Marc Riddell michaeldavid86 at comcast.net
Mon Jul 27 17:43:36 UTC 2009



> On Mon, Jul 27, 2009 at 7:34 PM, Milos Rancic<millosh at gmail.com> wrote:
>> On Mon, Jul 27, 2009 at 6:42 PM, Marc Riddell<michaeldavid86 at comcast.net>
>> wrote:
>>> And it is this control group, this "consolidation of power" which was
>>> described earlier in this discussion, that is keeping the Project from
>>> reaching its full potential. This issue has been brought up many times in
>>> the past, but each time has been conveniently ignored by this group - which
>>> in psych language constitutes denial. In fact, this practice of ignoring
>>> persons and/or issues they don't want to confront appears to be a handy
>>> refuge for members of this group. There appears to be a fear in some of the
>>> more forceful in this group that, if they loosen their grip, they will be
>>> left behind. Perhaps they will if they don't grow with it. In any case, this
>>> is one of the most pressing issues facing the Project today. And one, if not
>>> confronted, which will cause the Project to fall into mediocrity as newer,
>>> more tolerant, more innovative projects come into being.
>> 
>> Fully agreed, especially with the last couple of sentences.
>> 
>> ... And except the last one.
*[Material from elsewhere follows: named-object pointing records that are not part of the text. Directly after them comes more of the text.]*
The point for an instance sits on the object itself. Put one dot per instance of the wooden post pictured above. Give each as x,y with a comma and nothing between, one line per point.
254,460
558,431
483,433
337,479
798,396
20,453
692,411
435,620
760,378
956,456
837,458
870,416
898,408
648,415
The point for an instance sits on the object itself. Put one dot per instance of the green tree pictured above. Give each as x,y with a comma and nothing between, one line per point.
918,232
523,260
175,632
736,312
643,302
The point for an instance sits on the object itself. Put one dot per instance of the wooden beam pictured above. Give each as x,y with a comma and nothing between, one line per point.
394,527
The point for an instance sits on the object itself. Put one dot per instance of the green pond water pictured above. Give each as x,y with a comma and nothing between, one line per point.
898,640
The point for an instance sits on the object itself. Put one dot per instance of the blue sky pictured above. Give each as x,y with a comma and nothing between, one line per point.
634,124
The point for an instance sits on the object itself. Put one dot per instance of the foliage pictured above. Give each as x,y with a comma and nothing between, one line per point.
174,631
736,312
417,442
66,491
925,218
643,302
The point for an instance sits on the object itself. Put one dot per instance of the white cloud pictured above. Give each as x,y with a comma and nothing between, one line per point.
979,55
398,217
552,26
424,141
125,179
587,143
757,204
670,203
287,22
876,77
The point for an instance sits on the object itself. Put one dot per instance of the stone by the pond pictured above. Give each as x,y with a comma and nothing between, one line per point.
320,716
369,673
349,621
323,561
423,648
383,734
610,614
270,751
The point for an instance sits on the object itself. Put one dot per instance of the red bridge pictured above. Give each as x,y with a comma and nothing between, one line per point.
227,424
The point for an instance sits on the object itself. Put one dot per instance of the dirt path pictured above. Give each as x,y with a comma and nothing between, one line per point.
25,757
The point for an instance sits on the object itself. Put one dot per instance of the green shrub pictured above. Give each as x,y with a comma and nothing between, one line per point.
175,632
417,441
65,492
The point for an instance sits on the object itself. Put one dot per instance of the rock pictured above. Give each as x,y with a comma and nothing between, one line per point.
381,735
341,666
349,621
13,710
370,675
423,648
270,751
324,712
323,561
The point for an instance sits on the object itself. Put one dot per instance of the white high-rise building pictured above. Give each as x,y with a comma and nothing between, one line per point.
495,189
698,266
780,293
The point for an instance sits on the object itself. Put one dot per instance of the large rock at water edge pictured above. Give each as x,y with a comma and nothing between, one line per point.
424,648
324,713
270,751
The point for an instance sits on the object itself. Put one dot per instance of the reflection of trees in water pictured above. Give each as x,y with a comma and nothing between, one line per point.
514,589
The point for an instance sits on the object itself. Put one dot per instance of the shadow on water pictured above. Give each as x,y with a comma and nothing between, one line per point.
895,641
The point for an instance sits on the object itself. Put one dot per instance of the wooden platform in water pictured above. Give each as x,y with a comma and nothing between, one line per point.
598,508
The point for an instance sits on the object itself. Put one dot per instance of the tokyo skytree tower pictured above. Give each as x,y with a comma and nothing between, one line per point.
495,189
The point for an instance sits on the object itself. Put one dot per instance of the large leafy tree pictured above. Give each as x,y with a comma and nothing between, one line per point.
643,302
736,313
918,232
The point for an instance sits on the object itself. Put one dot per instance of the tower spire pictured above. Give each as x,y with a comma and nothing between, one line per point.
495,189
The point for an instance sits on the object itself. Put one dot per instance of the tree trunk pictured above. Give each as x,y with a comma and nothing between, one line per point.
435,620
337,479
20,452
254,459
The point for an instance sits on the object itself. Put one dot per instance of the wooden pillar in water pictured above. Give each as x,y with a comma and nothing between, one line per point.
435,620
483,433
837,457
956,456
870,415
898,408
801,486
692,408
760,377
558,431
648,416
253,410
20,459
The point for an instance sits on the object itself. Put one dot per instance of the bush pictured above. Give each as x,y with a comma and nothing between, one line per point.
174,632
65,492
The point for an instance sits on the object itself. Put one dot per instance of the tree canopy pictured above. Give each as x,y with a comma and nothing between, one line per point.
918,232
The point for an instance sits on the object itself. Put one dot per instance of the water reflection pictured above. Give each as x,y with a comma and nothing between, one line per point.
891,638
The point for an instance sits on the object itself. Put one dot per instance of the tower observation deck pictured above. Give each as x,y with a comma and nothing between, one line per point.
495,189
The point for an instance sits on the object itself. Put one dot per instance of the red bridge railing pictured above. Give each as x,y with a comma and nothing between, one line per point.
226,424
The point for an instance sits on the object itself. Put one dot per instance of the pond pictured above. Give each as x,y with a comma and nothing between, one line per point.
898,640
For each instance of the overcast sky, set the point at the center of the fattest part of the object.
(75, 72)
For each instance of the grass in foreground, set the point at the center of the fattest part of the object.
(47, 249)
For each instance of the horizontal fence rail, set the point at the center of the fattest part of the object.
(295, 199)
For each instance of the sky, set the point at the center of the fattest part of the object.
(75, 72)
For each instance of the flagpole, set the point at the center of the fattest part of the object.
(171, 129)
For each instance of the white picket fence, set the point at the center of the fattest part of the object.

There will be no similar project to
>> Wikimedia, at least during this century. Projects like Wikipedia are
>> extremely expensive. Which [rational] projects have or had one million
>> of direct contributors? Great Wall, Chinese electrical system, Indian
>> railway system? Maybe. Wikipedia had momentum (and because of that
>> Jimmy's role is priceless) and it is very hard that we'll see another
>> project of such dimensions soon.
>> 
>> As we are inside of the project, we are not able to realize the
>> dimensions of what we are building. The biggest number of articles,
>> number of words, contributors... -- are just trees in the wood which
>> we have created. Numbers are just statistical facts which are not
>> important as is. But, all of them make a wood which existed never
>> before (and, probably, which won't exist for a long time again).
>> 
>> The point is that we, now and here, are making much bigger decisions
>> than how to keep ~10TB of data and build another 100TB of [very
>> useful] data in the next couple of years. Our work affects the whole
>> human civilization. Would we be able to keep or not our projects as
>> healthy places, this would give the answer which path would be used by
>> our civilization.
>> 
>> We have two non-exclusive possibilities: (1) centralized
>> 
on 7/27/09 1:36 PM, Milos Rancic at millosh at gmail.com wrote:
> 
> Hm. Mail hasn't been finished. I wanted to save it and consider
> finishing it later (probably, I wouldn't send it). So, probably, you
> should forget for this email :)
> 
No problem, Milos :-). I've done the same thing myself in the past.